My mom gave me The Handmaid’s Tale by Margaret Atwood for Christmas and it was just the right book to start off the year. There are so many parallels to what is going on in the U.S. at the moment; talk of walls and a new set of congresswomen as examples. Do not fear however, I will eschew using my political beliefs when writing this post.
As all historians know, the past is a great darkness, and filled with echoes. Voices may reach us from it, but what they say to us is imbued with the obscurity of the matrix out of which they come…
The book is centered around women even though there are male characters. The women have been banned from reading, writing, and making their own money. Procreation is the number one priority in this society, with other women in charge of keeping order. It is written in the first person, which if you don’t know already, I hate reading. I have never been one to enjoy reading about only one perspective because to me that’s unrealistic. However, I make an exception for this book. I loved the fact that I could only understand the motives of one person because I feel as if it was easier to get a sense of what was happening in the society without having to worry about a million different ideas.
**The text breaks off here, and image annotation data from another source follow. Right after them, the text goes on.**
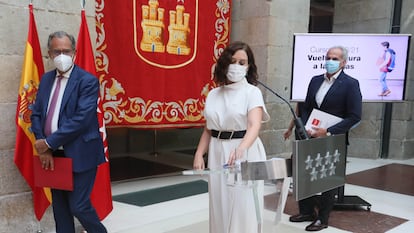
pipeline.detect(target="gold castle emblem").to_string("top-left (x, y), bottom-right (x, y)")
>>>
top-left (141, 0), bottom-right (191, 55)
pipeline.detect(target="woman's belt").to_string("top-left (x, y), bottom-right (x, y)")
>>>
top-left (211, 129), bottom-right (246, 139)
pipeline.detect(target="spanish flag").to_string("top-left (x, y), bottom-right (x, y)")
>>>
top-left (14, 4), bottom-right (52, 221)
top-left (75, 9), bottom-right (113, 220)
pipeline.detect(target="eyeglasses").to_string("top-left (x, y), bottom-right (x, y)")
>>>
top-left (51, 49), bottom-right (74, 57)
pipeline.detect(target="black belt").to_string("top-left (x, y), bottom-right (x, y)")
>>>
top-left (211, 129), bottom-right (246, 139)
top-left (52, 150), bottom-right (65, 157)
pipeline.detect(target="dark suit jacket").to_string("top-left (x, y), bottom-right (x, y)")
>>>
top-left (299, 71), bottom-right (362, 140)
top-left (31, 65), bottom-right (105, 172)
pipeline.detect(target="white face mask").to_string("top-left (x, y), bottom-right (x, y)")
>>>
top-left (53, 54), bottom-right (73, 73)
top-left (227, 64), bottom-right (247, 83)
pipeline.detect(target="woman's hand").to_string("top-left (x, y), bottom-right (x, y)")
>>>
top-left (193, 155), bottom-right (205, 170)
top-left (227, 148), bottom-right (247, 166)
top-left (283, 129), bottom-right (292, 140)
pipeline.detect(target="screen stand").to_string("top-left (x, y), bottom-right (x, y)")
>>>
top-left (334, 147), bottom-right (371, 211)
top-left (334, 186), bottom-right (371, 211)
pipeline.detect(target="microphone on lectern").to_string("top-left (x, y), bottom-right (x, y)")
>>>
top-left (257, 80), bottom-right (309, 140)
Instead, you get to be the one to create your own ideas of how others might be feeling in their positions. And that can be a very fun exercise for your own imagination.
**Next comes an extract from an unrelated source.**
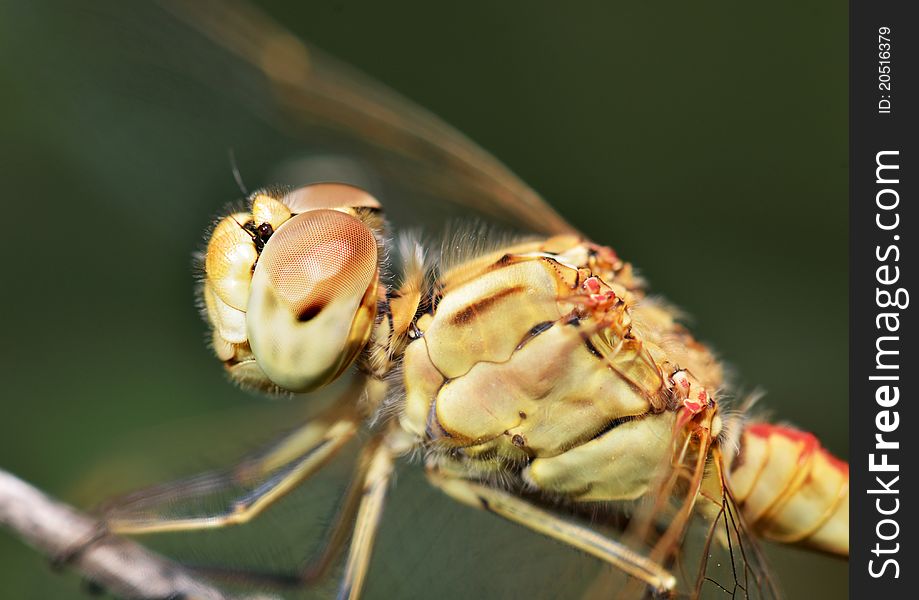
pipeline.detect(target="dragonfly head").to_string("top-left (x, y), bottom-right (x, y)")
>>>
top-left (204, 183), bottom-right (382, 392)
To me Atwood is very poetic in the way she writes. She creates such vivid ideas through her detailed writing of the simple things in life that we take for granted. Offred, the main character, tells us in such detail how much she misses her old life by being frank of how she was as a person between everything that happened before, and the life she is living in at the moment. The subject matter is not light and breezy, but it does make you think in a different context of what is possible in the world.
Where I am is not a prison but a privilege, as Aunt Lydia said, who was in love with either/or.
The bell that measures time is ringing. Time here is measured by bells, as once in nunneries. As in a nunnery too, there are few mirrors.
Post Script: I have no idea how the tv show holds up to the book. Maybe I will find out soon and write a post about it.